Bill Belichick and Tom Brady commence their 19th training camp together this week, with Brady arriving Monday and the first public practice set for Thursday.
They arrive having won 15 AFC East titles together, including the last eight. They’ve reached 12 AFC Championship Games, including the last seven. They’ve made eight Super Bowls, including three of the last four. And they’ve won five Super Bowls, including two of the last four.
It is an unprecedented run of success in the NFL annals, a two-decade dynasty marked by multiple championships at the front and back ends. No team, including the second greatest dynasty, the 1980s-90s San Francisco 49ers, has had such a prolonged run of excellence, and no franchise has come close to doing it for so long with the same quarterback and coach. No one ever will, either. The NFL is designed for parity. The Patriots have been the exception of excellence.
I know that soliloquy on their staggering achievements probably isn’t necessary. You’ve got the championship DVDs as confirmation that all of it has been real, on the small chance the memories begin to fade. But I do believe a reminder of what Patriots have had – and still have — is worthwhile coming off a tumultuous offseason in which an ugly end to these glory days often seemed to be percolating.
Finally, it can be about football again.
When the gates open Thursday and the diehards book it down the hill at the Patriots practice field in quest to get the best vantage point to watch practice, they won’t be thinking about Rob Gronkowski’s moronic motocross press conference or Tom Brady’s Bond-villain getup at the Met Gala or any of the other more serious strange things that suggested contentiousness threatened to carry into the new season.
They’re there to get reacquainted with their team, the get clues on who the sleepers might be and which familiar names may be in job battles.
They’re there to see if Derek Rivers, last year’s third-round pick who missed the entire seasons with a knee injury, can aid the pass rash.
They’re there to see if Jason McCourty can fill the void left by Malcolm Butler or whether he is actually in a battle to make the team on which his brother Devin is a seven-year captain.
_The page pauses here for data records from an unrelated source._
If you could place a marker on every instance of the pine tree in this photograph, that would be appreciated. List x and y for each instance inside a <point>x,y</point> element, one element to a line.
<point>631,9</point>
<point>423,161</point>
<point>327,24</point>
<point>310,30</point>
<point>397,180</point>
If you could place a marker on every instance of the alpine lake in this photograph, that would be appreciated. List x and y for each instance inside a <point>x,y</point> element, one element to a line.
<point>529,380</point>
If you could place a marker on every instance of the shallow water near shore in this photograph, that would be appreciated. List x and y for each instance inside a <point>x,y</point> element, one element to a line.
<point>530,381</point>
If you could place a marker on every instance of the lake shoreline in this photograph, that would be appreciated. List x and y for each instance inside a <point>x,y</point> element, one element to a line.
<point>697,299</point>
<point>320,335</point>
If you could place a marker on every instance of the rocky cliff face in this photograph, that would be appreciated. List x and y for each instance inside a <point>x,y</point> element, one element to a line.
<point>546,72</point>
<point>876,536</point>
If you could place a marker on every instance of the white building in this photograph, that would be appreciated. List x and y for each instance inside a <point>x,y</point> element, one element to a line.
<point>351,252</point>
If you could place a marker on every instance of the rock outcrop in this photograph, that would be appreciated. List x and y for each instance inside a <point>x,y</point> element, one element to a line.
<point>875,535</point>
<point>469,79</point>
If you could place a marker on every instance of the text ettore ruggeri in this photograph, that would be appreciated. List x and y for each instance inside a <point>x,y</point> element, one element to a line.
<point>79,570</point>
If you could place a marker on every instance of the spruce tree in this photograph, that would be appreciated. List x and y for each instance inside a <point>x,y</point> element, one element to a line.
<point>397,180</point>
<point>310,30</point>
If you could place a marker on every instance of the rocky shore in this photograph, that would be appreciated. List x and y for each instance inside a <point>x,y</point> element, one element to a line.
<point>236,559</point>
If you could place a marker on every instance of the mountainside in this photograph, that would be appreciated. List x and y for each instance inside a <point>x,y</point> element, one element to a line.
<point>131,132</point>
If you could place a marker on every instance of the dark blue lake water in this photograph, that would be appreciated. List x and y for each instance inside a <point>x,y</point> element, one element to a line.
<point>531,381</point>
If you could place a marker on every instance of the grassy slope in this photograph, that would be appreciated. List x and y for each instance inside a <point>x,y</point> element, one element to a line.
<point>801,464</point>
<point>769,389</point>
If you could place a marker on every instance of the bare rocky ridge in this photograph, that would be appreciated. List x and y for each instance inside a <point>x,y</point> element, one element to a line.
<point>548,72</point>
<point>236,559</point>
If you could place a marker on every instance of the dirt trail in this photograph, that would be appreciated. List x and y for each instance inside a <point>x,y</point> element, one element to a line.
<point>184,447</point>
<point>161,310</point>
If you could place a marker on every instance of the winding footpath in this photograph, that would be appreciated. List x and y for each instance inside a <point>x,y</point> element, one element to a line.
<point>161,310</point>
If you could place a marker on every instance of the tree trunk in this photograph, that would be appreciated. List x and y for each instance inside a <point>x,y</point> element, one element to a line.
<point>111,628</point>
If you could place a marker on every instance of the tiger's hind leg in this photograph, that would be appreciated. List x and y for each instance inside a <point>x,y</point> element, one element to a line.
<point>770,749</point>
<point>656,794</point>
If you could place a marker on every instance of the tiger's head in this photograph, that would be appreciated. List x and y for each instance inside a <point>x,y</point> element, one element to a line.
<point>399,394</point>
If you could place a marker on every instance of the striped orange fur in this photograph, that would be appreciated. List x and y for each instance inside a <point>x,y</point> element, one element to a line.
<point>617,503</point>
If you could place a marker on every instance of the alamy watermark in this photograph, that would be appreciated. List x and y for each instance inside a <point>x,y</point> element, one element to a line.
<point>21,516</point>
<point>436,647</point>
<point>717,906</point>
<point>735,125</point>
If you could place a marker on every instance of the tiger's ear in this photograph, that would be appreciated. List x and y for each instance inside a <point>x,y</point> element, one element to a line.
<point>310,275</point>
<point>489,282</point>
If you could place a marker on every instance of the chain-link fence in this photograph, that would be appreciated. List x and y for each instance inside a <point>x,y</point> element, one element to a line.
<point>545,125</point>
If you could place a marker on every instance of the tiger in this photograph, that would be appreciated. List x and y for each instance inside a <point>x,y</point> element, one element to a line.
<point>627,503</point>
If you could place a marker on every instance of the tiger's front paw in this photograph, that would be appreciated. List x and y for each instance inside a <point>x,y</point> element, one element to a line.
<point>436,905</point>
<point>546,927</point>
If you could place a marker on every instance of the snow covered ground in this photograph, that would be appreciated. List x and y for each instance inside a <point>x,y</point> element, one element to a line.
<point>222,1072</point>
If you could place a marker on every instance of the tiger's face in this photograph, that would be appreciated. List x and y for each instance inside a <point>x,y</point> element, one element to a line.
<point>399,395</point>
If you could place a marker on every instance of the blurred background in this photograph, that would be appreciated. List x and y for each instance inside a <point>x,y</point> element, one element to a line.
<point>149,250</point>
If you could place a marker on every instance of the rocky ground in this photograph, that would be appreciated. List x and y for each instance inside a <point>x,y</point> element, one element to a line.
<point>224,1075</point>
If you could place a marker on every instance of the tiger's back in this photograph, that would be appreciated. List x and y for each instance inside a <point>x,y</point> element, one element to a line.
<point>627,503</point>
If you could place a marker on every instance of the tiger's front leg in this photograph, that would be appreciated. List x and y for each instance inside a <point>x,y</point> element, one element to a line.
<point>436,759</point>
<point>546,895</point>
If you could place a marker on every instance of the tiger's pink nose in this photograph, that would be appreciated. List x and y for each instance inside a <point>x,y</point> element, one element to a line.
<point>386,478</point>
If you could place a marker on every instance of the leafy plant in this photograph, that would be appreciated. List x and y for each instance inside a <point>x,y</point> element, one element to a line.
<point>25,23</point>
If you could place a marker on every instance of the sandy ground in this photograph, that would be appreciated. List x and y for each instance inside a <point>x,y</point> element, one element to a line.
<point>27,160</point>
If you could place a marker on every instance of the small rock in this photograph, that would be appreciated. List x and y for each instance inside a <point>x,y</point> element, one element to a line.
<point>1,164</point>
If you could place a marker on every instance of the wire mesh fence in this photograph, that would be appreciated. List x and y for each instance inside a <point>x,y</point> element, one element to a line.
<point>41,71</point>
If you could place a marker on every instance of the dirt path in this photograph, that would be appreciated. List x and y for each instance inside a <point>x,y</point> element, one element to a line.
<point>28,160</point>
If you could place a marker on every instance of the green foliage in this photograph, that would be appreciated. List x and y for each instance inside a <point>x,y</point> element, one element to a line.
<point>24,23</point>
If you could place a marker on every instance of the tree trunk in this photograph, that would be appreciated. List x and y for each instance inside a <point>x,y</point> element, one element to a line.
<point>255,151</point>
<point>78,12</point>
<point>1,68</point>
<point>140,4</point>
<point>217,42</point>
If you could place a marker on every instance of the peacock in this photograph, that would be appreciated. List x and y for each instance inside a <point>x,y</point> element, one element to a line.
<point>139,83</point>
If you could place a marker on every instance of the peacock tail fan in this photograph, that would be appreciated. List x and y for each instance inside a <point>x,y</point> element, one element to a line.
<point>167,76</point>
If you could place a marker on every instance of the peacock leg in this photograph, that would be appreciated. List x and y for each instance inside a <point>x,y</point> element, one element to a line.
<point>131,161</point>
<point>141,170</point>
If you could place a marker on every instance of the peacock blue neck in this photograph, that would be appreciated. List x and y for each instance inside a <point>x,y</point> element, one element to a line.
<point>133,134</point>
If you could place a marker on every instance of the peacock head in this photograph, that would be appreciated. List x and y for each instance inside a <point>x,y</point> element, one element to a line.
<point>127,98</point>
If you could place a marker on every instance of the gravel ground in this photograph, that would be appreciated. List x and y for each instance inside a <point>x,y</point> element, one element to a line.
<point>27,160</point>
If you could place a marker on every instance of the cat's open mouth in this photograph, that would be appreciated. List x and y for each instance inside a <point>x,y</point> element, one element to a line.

They’re there to see if Cordarelle Patterson, one of the great kick returners in NFL history, will be a genuine weapon now that kickoff rules are revised yet again.
They’re the see if Malcolm Mitchell, who has not played a real game since his crucial performance in Super Bowl LI, can overcome his knee problems, and to see if Jordan Matthews can thrive as suspended receiver Julian Edelman’s stand-in as a slot receiver.
They’re there to see if first-rounder Sony Michel can fairly replicate the contributions of dynamic Dion Lewis, and to see if Duke Dawson (and Cyrus Jones, too) can break the Ras-I Dowling curse of failed defensive backs drafted in the second round.
And they’re there, perhaps most of all, to see Tom Brady throw, Bill Belichick coach ‘em up, and to see the first steps in the hopeful journey toward playing a certain game in February in Atlanta.
Yes, it was a weird offseason, one sparked by the loss to the Eagles in the Super Bowl in which Belichick still inexplicably turned Butler into a bystander.
There’s no doubt there was and probably still is tension at the top in the Patriots hierarchy.
In a sense, it’s a wonder it’s taken this long.
But it also has little impact on whether Brady and Belichick can work together.
They have similar genius and the same fundamental quest: To win a sixth Super Bowl. There are no two people on the planet with better knowledge of how to go about that, even if there is some disagreement among them on the proper process and preparation.
They know the truth. Ultimately, their opponent is not each other. It’s time.
Brady is back. So is Belichick. And Gronk, and Josh McDaniels too. Edelman will join them soon enough.
The band may not be as tight behind the scenes as they once were, or as they were perceived to be. But do they ever know how to make beautiful music together, even after all these years. This week, the stage is theirs, finally.